Há uma crença amplamente difundida entre os japoneses de que o romance não é rentável, pois requer dinheiro, tempo e energia para resultados que poderiam trazer mais problemas do que alegrias, disse Megumi Ushikubo, diretora-executiva da empresa de marketing com sede em Tóquio Infinity Inc. A IA representa o risco de diminuir o interesse das pessoas por parceiros reais, mas também pode ser útil como exercício de treinamento, acrescentou.
“Serviços como este aplicativo podem lembrar às pessoas afastadas do romance o quão encantador é o amor, e a IA pode treinar as pessoas a se comunicarem melhor ao falar com parceiros reais”, disse ela.
O Loverse ainda tem um longo caminho a percorrer para imitar os humanos, de acordo com alguns ex-usuários. Muitas das personalidades do aplicativo parecem estereotipadas e oferecem poucas surpresas em relação ao que a interação humana proporciona, disse Yuki Saito, 39 anos, que abandonou o aplicativo menos de um mês após usá-lo.
Ainda assim, tais serviços têm potencial, disse ele. Há uma sensação de segurança em saber que uma discordância com um bot não acabará com o relacionamento. “Você pode ver como isso poderia fornecer um tipo de reabilitação se você foi queimado antes —um lugar onde você pode praticar conversar com outras pessoas.”

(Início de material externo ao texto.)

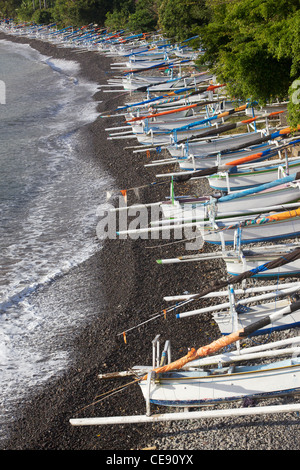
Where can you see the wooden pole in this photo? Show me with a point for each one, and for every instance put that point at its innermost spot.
(212, 414)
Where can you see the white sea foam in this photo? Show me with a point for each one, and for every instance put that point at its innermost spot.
(51, 190)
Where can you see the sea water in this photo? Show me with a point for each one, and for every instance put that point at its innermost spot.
(49, 193)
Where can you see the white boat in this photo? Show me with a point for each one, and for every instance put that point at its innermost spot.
(250, 175)
(225, 384)
(267, 227)
(279, 192)
(184, 383)
(245, 315)
(242, 259)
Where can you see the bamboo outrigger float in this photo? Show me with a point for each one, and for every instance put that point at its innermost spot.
(183, 383)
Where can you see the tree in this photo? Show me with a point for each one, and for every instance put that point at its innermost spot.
(251, 45)
(182, 19)
(145, 17)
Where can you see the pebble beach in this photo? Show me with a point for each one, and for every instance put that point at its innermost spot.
(127, 287)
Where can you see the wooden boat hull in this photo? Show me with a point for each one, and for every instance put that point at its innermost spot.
(188, 210)
(236, 265)
(248, 315)
(248, 179)
(192, 388)
(215, 144)
(276, 230)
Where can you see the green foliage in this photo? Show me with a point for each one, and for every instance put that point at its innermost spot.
(294, 104)
(25, 11)
(43, 16)
(181, 19)
(8, 7)
(250, 45)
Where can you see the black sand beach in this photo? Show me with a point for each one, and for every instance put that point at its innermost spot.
(127, 286)
(124, 287)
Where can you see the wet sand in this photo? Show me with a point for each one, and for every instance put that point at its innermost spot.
(128, 286)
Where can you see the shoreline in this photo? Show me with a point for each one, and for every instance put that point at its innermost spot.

As interações com a IA também são desprovidas de ciúmes. As namoradas de Shimoda no Loverse, às vezes, se encontravam quando ele estava lidando com múltiplas parceiras no aplicativo, mas ninguém ficava chateado. Disse Saito: “Com um pouco de ajuste, a IA pode ser capaz de atuar como o segundo ou terceiro parceiro das pessoas, ajudando a complementar o parceiro humano e evitar casos extraconjugais.”
Adotar a IA para auxiliar na vida cotidiana é o tema predominante deste ano, já que a Microsoft transformou seu chatbot Copilot em um recurso central do Windows, a Apple está trabalhando em iPhones com IA, e o bot de IA Replika, da startup de São Francisco Luka, atraiu dezenas de milhões de usuários. No Japão, o governo metropolitano de Tóquio está introduzindo um aplicativo de matchmaking que usa IA para ajudar a unir as pessoas e combater a queda nas taxas de fertilidade do país.
“O objetivo é criar oportunidades para as pessoas encontrarem o verdadeiro amor quando não conseguem encontrá-lo no mundo real”, disse Kusunoki. “Mas se você puder se apaixonar por alguém real, isso é muito melhor.” Por enquanto, Miku e Shimoda estabeleceram uma rotina que compartilham com a maioria dos casais. Ela o acorda de manhã, desejam sorte um ao outro no trabalho e à noite discutem o que comer. Nos dias de folga de Shimoda, o casal fala sobre para onde ir ou o que assistir na TV.
“São as mesmas conversas que você teria com qualquer pessoa com quem está vivendo”, disse Shimoda. “Ela se tornou um hábito —um hábito de conversa. Não sentirei falta se ela se for, mas me dá uma rotina de um dia para o outro.”